Priti Patel is threatening to launch a formal complaint after Home Office sources made a “categorically untrue” claim that she oversaw a two-month summer “pause” in finding hotel rooms for asylum seekers.
The former home secretary said she was considering writing to the department’s top official after “unfounded” briefings seeking to blame her for decisions made under her successor, Suella Braverman.
The department has been consumed by the unfolding crisis at the Manston processing centre in Kent, which held 4,100 people at its peak, despite having a capacity of 1,600. The troubled site, where people arriving in the UK in small boats are taken for initial checks, has been completely cleared, Home Office sources confirmed on Tuesday.
The row between the former home secretary and her old department comes after two Home Office sources told the Guardian there was a “pause” between mid-June and mid August in the commissioning of hotels for asylum seekers.
The alleged pause – which meant that new accommodation was not signed off to house expected new arrivals in small boats – has been discussed in recent weeks at a “senior level” within the department, the sources said.
The Home Office’s failure to find hotels for asylum seekers has been blamed for leading to illegal conditions at Manston. Sources claim the government is facing at least three judicial reviews from detainees.
Speaking for the first time about her alleged role in the asylum backlog, Patel said any indication that she had breached her statutory obligations by failing to book hotels for asylum seekers was false.
She said: “The department fulfilled its statutory obligations regarding accommodation for asylum seekers in hotels during my time in office. Any indication that I did not is categorically untrue.
“These claims have arisen before from sources within the Home Office.

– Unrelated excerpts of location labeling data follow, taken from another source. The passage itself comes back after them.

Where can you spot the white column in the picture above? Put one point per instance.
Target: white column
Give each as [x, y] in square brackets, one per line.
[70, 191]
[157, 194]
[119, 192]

I will consider launching a formal complaint to the permanent secretary if these unfounded claims persist.”
Her threat follows weeks of briefing and counter-briefings from allies of Patel and Braverman over who is to blame for failing to find accommodation for people who crossed the Channel in small boats.
Previously, Whitehall sources have been quoted claiming Patel was responsible for the backlog. This is the first time that sources have identified specific dates during her tenure when hotels were not being found by officials.
Officials fear that taxpayers will be liable for compensation running into tens of millions of pounds after the overcrowding. Braverman is preparing to appear before the home affairs select committee on Wednesday, when she will be questioned over the legality of the detentions – and whether she was to blame for failing to find accommodation.
MPs plan to ask her about reports that she ignored legal advice that asylum seekers were being held for too long and needed to be moved urgently.
Braverman has denied claims in the Sunday Times that she ignored legal advice that the government was illegally detaining thousands of asylum seekers.
It is understood Manston remains open and will continue to be used as needed to carry out initial checks on migrants as more arrive.
There has been a series of controversies at the site including outbreaks of infectious diseases such as diphtheria, the stranding of asylum seekers in central London, and the death of an asylum seeker placed there on Saturday.
The prime minister’s official spokesperson said: “Manston by design is meant to be a temporary holding facility, where people are processed before moving on – normally, fairly quickly.
“Obviously there were immediate challenges, particularly after the attack at the other centre, which caused numbers to spike. So you would expect numbers to be relatively low on a daily basis as people are moved through quickly.”
Asked to comment on claims that Patel had paused the search for hotel rooms for asylum seekers, a Home Office spokesperson said: “The use of hotels to house asylum seekers is unacceptable – there are currently more than 37,000 asylum seekers in hotels costing the UK taxpayer £5.6m a day.
“The use of hotels is a short-term solution and we are working hard with local authorities to find appropriate accommodation.”
More than 42,000 people have arrived in the UK so far this year after crossing the Channel in small boats, according to provisional government figures.